After Mark died, I later reflected that receiving the Last Rites — which includes Confession — was a fulfillment of one of the 12 promises of the “Nine First Fridays of Reparation to the Sacred Heart of Our Lord.” At the end of the 17th century, Our Lord appeared to St. Margaret Mary Alacoque (1647-1690) and asked her to spread devotion to his Most Sacred Heart. In a letter written to her Mother Superior in May 1688, St. Margaret Mary set out the great promise Our Lord made regarding the Nine First Fridays:

I promise you in the excessive mercy of My Heart that Its all-powerful love will grant to all those who receive Holy Communion on nine first Fridays of consecutive months the grace of final repentance; they will not die under My displeasure or without receiving their sacraments, My divine Heart making Itself their assured refuge at the last moment.

At the end of that first week of shock, the prayer vigil and funeral the next morning brought solace from above as well as from those who had gathered. Voices joined in the Rosary at the prayer service, believing in its power to pour down graces and asking that our loved one be received into heaven. Then, the purpose of a Catholic funeral is first, to pray for the salvation of the deceased person, and second, to help those grieving to begin to find peace. We ask the Lord to receive the soul of our loved one into our eternal heavenly home. Nothing compares.

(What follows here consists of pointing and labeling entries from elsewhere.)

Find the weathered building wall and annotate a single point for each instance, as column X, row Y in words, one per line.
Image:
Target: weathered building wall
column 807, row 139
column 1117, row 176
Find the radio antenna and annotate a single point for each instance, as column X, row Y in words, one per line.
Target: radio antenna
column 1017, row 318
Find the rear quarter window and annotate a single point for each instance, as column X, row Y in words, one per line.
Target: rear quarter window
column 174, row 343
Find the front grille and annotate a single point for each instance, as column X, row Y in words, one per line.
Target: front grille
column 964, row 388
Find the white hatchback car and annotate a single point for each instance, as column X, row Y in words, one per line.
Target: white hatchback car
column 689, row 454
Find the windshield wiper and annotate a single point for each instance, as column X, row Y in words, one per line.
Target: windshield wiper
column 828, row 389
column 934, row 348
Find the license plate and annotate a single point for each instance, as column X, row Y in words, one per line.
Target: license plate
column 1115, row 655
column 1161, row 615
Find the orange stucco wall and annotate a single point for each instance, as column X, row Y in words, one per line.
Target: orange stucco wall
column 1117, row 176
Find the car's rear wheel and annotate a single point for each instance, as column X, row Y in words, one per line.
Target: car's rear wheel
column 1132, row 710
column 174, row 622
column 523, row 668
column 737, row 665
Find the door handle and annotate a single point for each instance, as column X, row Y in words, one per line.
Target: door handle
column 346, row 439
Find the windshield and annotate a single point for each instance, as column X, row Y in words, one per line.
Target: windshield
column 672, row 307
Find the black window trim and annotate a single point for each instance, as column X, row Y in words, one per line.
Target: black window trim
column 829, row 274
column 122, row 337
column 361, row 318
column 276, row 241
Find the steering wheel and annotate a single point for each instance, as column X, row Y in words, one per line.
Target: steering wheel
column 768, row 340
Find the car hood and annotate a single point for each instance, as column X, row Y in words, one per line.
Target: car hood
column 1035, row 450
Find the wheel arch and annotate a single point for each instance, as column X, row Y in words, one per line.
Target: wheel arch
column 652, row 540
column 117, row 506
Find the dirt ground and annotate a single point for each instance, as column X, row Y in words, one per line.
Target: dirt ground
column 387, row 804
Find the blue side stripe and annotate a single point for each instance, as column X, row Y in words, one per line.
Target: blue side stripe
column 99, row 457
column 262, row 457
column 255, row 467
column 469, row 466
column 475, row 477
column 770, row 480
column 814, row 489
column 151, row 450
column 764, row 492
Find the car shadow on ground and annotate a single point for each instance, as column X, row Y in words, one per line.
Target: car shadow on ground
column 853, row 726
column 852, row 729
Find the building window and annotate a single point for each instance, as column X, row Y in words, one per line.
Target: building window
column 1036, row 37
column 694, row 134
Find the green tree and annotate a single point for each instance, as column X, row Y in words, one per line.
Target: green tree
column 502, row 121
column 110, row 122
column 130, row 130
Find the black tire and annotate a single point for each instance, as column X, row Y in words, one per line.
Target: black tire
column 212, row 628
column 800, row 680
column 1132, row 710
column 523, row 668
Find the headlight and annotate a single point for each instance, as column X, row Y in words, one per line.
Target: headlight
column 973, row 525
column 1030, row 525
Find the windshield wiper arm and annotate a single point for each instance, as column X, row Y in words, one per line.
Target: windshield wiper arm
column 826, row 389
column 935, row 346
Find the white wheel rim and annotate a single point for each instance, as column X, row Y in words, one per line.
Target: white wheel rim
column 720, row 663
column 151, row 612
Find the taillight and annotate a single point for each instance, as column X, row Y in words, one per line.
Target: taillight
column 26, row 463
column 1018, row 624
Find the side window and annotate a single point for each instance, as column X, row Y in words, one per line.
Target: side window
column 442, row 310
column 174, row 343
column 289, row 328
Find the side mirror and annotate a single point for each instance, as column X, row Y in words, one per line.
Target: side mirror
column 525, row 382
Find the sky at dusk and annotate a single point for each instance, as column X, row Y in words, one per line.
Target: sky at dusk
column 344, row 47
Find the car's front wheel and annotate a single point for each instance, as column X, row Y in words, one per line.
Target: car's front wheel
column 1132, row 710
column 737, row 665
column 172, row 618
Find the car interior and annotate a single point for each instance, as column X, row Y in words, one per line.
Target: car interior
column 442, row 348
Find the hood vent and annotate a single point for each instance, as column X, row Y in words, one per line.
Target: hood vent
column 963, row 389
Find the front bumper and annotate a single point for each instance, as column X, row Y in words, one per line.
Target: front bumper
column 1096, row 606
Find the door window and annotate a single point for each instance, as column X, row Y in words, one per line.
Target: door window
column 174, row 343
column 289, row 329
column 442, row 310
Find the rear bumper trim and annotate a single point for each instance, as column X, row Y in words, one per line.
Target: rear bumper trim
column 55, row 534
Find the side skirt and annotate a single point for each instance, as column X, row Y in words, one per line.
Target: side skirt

The Order of Christian Funerals describes it this way:

At the death of a Christian, whose life of faith was begun in the waters of Baptism and strengthened at the Eucharistic table, the Church intercedes on behalf of the deceased because of its confident belief that death is not the end, nor does it break the bonds forged in life. The Church also ministers to the sorrowing and consoles them in the funeral rites with the comforting Word of God and the Sacrament of the Eucharist.

And so, I move forward, reassured by the consolation of the Church, our community and my family. Every loss of a loved one who has blessed our earthly lives brings pain and sadness, but through our faith comes the hope to one day be reunited and the strength to continue on. We are not less, but more, realizing that their love and life lives on in us.

I’ll leave you with thoughts that our son Luke had posted on social media to which perhaps anyone who has lost a loved one can relate.

And the most important person in the room is not in the room. But the presence that pervades us all conjures a collective him. And sometimes he is taking us camping again. And often he is smiling. And he is up early in the morning shoveling snow and tending to his garden.
And we knew we loved him before, but now a layer of love has been peeled back to reveal the inner workings. And sometimes we are crying. Because sometimes we see him, and he is dying. And we don’t know where to place this strange rage. Because it’s not towards anyone, just a painful lament at the whole setup here on earth. This being born then dying and loving every step of the way. This way we’ve all been unmasked as fragile and forlorn, yet open to a renewed vision into how every moment matters to its utmost.
And maybe we learn his lessons now before he did through the way he was and the way he became. That subtle and constant support that came off in all directions, seen and unseen, as present as the air we sometimes forgot we were breathing.